Seed Data in Rails

Friday, November 16

Someone asked me about this the other day, so I thought I’d write about it. In some of my applications, I need to “seed” the database with data. This might be a list of categories, sections, or other defaults.

There are a couple of ways you can do this. One way is to use migrations. You create records in your migration via ActiveRecord as you normally would, and when you run your migrations, the data is inserted. This works OK, except it obscures the location of the data. By the time you have a lot of migrations, you’re unlikely to remember that 003_create_categories.rb is also the place where you’re adding your default categories.
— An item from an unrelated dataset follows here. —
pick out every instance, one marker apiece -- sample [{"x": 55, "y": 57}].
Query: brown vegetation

I like to think of migrations as being transient. As your schema grows and your project evolves, the chances of your migrations running perfectly from top to bottom diminish. When bootstrapping a database, it’s a much better idea to load the entire schema via db:schema:load than running through each transformation with migrations.

So, if we’re not using migrations for seed data, where do we keep it? I like to use YAML fixtures for this. You could use the test fixtures from test/fixtures, but this is an inappropriate location. If you were a new developer coming on to a project, why would you think to look in the test directory for seed data? Test fixtures are for your tests.

For seed data, I create a fixtures directory inside the existing db/ directory: db/fixtures. Then I use the following Rake task, called db:seed to load them:

namespace :db do
  desc "Load seed fixtures (from db/fixtures) into the current environment's database." 
  task :seed => :environment do
    require 'active_record/fixtures'
    Dir.glob(RAILS_ROOT + '/db/fixtures/*.yml').each do |file|
      Fixtures.create_fixtures('db/fixtures', File.basename(file, '.*'))
    end
  end
end

So, I might have something like db/fixtures/categories.yml. When I’m bootstrapping the project on a new machine (say, when deploying), I’d just do the following:

$ rake db:create:all
$ rake db:schema:load
$ rake db:seed

How are other folks out there dealing with seed data?

Comments

Leave a response

  1. JamalNovember 17, 2007 @ 02:51 PM

    Thanks, this is just what I needed :)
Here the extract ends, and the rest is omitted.